How the IRS Taxpayer Bill of Rights Works | Business
Taxpayers have fundamental rights under the law. The “Taxpayer Bill of Rights” presents these rights in 10 categories. This helps taxpayers when they interact with the IRS.
Publication 1, Your Rights as a Taxpayer, highlights a list of taxpayer rights and the agency’s obligations to protect them. Here is a wrap-up of the Taxpayer Bill of Rights:
1. The Right to Be Informed.
Taxpayers have the right to know what is required to comply with the tax laws. They are entitled to clear explanations of the laws and IRS procedures in all tax forms, instructions, publications, notices and correspondence. They have the right to know about IRS decisions affecting their accounts and clear explanations of the outcomes.
2. The Right to Quality Service.
Taxpayers have the right to receive prompt, courteous and professional assistance in their dealings with the IRS and the freedom to speak to a supervisor about inadequate service. Communications from the IRS should be clear and easy to understand.
3. The Right to Pay No More than the Correct Amount of Tax.

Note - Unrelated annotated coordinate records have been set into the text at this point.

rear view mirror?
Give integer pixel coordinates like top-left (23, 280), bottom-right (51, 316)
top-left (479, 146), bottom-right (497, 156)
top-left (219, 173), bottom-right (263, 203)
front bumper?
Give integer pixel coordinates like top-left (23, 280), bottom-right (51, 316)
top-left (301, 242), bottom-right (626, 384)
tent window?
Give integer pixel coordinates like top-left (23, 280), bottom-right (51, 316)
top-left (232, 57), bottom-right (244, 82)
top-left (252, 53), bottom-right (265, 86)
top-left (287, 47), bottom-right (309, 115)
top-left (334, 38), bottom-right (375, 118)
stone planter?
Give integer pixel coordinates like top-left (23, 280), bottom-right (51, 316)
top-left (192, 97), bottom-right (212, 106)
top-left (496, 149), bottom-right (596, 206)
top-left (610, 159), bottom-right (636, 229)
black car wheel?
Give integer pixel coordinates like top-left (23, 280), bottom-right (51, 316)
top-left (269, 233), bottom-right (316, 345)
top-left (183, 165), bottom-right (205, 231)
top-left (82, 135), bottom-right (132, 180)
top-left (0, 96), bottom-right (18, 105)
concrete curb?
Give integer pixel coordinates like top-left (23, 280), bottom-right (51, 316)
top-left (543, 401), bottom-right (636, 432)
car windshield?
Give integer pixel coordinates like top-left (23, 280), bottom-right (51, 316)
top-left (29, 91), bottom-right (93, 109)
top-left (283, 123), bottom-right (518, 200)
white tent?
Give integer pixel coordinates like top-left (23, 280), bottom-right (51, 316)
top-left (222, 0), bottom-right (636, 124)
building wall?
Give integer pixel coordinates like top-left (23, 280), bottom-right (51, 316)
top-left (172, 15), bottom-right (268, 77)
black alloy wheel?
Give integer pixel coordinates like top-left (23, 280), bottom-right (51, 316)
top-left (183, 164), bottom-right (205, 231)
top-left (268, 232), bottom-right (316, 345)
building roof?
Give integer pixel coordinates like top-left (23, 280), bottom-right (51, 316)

Taxpayers have the right to pay only the amount of tax legally due, including interest and penalties. They should also expect the IRS to apply all tax payments properly.
4. The Right to Challenge the IRS’s Position and Be Heard.
Taxpayers have the right to object to formal IRS actions or proposed actions and provide justification with additional documentation. They should expect that the IRS will consider their timely objections and documentation promptly and fairly. If the IRS does not agree with their position, they should expect a response.
5. The Right to Appeal an IRS Decision in an Independent Forum.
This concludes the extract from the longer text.